Berlin divisé sur la question de la réécriture génomique avant la proposition de la Commission
Un mois avant que la Commission européenne ne propose la dérèglementation de certaines techniques de réécriture génomique, la coalition gouvernementale allemande reste incapable de trouver un terrain d’entente et pourrait être contrainte de s’abstenir.
Un mois avant que la Commission européenne ne propose la dérèglementation de certaines techniques de réécriture génomique, la coalition gouvernementale allemande reste incapable de trouver un terrain d’entente et pourrait être contrainte de s’abstenir.
Le 7 juin, l’exécutif européen devrait présenter une proposition de mise à jour des règles sur les plantes produites par les nouvelles techniques génomiques.
La proposition devrait approuver la dérèglementation des nouvelles techniques génomiques, c’est-à-dire les méthodes scientifiques utilisées pour modifier les génomes dans le but de modifier génétiquement certains traits d’une plante, comme sa tolérance à la sécheresse.
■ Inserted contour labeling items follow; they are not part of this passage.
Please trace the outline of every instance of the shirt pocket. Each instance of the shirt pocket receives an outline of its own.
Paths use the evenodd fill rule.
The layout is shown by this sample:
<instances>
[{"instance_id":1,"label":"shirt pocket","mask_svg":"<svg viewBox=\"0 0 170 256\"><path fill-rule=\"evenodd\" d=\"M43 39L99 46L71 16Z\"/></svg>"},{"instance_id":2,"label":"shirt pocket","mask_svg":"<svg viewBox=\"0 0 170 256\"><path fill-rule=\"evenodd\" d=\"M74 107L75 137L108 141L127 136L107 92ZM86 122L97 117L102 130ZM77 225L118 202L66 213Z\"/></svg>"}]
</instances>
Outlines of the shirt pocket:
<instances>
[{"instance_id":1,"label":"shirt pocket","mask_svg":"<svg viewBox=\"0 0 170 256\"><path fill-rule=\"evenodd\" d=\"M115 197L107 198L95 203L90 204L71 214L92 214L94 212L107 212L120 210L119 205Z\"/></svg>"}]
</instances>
La question de savoir s’il faut assouplir les règles relatives à la réécriture génomique est très controversée, et la proposition de la Commission doit passer par le Parlement européen et les ministres de I’Agriculture de I’UE.
Alors que de nombreux ministres nationaux ont manifesté leur soutien à l’initiative de libéralisation de la Commission, l’Allemagne, le pays le plus peuplé de l’Union européenne, a émis quelques critiques. En effet, les Verts, traditionnellement de fervents opposants à la réécriture génomique, détiennent les ministères de I’Agriculture et de I’Environnement.
Mais le Parti libéral-démocrate (FDP), l’un des autres partis de la coalition, a précisé qu’il n’accepterait pas que l’Allemagne s’oppose à une dérèglementation.
S’exprimant lors d’un point presse à Bruxelles à la fin de la semaine dernière, le chef du groupe parlementaire national du FDP, Johannes Vogel, a souligné que le parti s’en tiendrait fermement à sa position selon laquelle les règles de l’UE en matière de réécriture génomique devraient être assouplies.
« Nous voulions partager avec vous le fait que nous, en tant que démocrates libres, voulons soutenir fermement la Commission européenne pour créer autant d’ouverture que possible », a souligné M. Vogel.
Il a ajouté que cela était particulièrement vrai pour les nouvelles techniques génomiques, qui, selon lui, « ne font que refléter ce qui se passe déjà de toute façon dans le contexte de la sélection naturelle ou des techniques d’élevage classiques ».
« Réglementer cela de manière stricte, comme nous le faisons actuellement en Europe, est à notre avis une approche totalement erronée », a-t-il insisté.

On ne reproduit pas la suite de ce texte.